駅前のシンボルと別れ イトーヨーカドー春日部店が閉店 アニメ「クレヨンしんちゃん」に登場する「サトーココノカドー」のモデル しんちゃん効果で海外からファンも訪れ 跡地利用は「交渉中」
東武春日部駅西口のにぎわいを創出し、半世紀にわたり親しまれてきた春日部市中央1丁目の総合スーパー「イトーヨーカドー春日部店」が24日、閉店した。人気アニメ「クレヨンしんちゃん」に登場する「サトーココノカドー」のモデルとしても知られる有名店。営業最終日、大勢の市民らが来店し「駅前のシンボル」との別れを惜しんだ。
イトーヨーカドー春日部店は1972年に開店した。96年、現在地に移転。
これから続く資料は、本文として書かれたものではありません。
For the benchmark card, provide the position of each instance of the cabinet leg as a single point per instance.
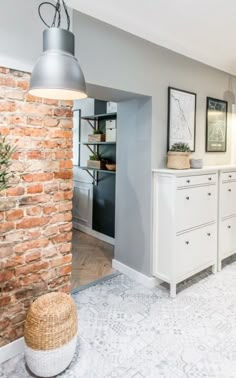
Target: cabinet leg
(214, 269)
(173, 290)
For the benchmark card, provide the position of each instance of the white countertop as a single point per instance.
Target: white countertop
(191, 171)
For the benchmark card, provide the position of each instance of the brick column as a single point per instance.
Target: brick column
(35, 213)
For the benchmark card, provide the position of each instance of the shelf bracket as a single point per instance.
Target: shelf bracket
(94, 177)
(90, 149)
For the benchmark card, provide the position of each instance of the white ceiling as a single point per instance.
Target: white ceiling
(204, 30)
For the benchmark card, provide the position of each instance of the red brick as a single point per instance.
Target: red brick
(63, 175)
(65, 248)
(34, 155)
(5, 250)
(62, 196)
(33, 177)
(14, 261)
(7, 106)
(7, 226)
(61, 261)
(4, 70)
(36, 210)
(6, 81)
(66, 124)
(23, 84)
(32, 244)
(32, 256)
(6, 275)
(13, 192)
(50, 210)
(31, 268)
(63, 112)
(14, 214)
(35, 199)
(60, 134)
(32, 222)
(50, 102)
(50, 122)
(66, 164)
(4, 300)
(34, 121)
(64, 270)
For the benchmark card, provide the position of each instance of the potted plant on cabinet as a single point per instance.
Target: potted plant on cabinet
(95, 161)
(96, 137)
(179, 156)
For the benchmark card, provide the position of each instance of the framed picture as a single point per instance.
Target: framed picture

地下1階、地上5階建ての店舗で食品や衣料、雑貨などの商品を販売してきた。駅周辺の商業をけん引する核店舗の役割を担ってきたが、ショッピングモールが増えるなど競争が激化する中、旧店舗時代を含め52年の歴史に幕を下した。
クレヨンしんちゃんの聖地としても愛された。2017年には期間限定で店舗看板のデザインをヨーカドーのハトからココノカドーのコウモリのマークに変更。遊び心たっぷりの演出で話題を呼んだ。店舗3階にはぬいぐるみやクッキーといったコラボ商品が並び、埼玉ゆかりのアニメや舞台地を紹介する県物産観光協会の「アニメだ!埼玉発信スタジオ」も入っていた。
「春日部の街を見守ってくれてありがとう」「寂しいですが、心の中でずっと営業してます」。大きなハトとコウモリのマークが並ぶ店舗5階。来店客が寄せたメッセージカードが壁を埋め尽くし、地域にとって不可欠な存在だったことを物語った。
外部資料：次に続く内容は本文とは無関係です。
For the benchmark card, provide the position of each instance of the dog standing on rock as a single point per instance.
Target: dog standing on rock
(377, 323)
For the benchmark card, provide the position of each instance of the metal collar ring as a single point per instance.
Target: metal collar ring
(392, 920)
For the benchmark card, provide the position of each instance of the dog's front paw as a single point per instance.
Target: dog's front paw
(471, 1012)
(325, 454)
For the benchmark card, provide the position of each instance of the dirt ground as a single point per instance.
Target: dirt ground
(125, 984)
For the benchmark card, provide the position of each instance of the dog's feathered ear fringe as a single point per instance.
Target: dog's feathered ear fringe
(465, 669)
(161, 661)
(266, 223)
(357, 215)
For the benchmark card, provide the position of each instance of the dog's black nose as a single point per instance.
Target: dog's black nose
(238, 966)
しんちゃん効果で海外にも名が知られていた。来館者の半数を外国人観光客が占める駅前の観光案内所「ぷらっとかすかべ」には閉店が発表された7月以降、「なくなる前にヨーカドーを見に来た」と話す外国人ファンが急増したという。
営業が終わる24日午後7時前、大勢の来店客らが店舗前に集まった。最後のシャッターが静かに下りると、「ありがとう」と拍手が湧き起こり、店舗内にいた従業員が窓ガラス越しに手を振って応えた。
しんちゃんの絵はがきセットを購入した市内の主婦(64)は「20年以上前からお世話になり、感謝の言葉を伝えに来た。春日部のシンボルがなくなるのは寂しい」と話した。洋服を目当てによく利用していたという市内の男性(73)は「会社員時代は駅前に来た時、必ず寄っていた。最後にお別れを言いに来たが、心に穴が開いたような感覚」と名残惜しそうに語った。
■跡地利用は「交渉中」
イトーヨーカドー春日部店の閉店による市民生活への影響について、春日部市は定期的に店側から状況を確認している。従業員の雇用は近隣店舗に引き継がれるほか、ハローワークも説明会を開くなどして再就職を支援。跡地利用に関しては、店側から「交渉はしている」と説明を受けているという。
閉店に伴い夜間に周辺が暗くなり、人流の減少が予想されることから、市は防犯面からも看板の点灯を継続してもらうよう店側に要請。周辺店舗の集客にも影響が及ぶことを懸念し、「春日部商工会議所、地元商店街と連携して必要な対策を講じたい」としている。
市は「まちの案内人」と「子育て応援キャラクター」として、「クレヨンしんちゃん」を任命。作品とのコラボ商品などを豊富に取りそろえていた店舗は重要な聖地の一つとして、市のPRにも貢献していた。
岩谷一弘市長は20日の定例記者会見で「世界中からも多くの方が訪れるスポットになっていた。50年以上にわたり市民の生活や雇用などを支えてきた功績に敬意を表し、深く感謝を申し上げます」と述べた。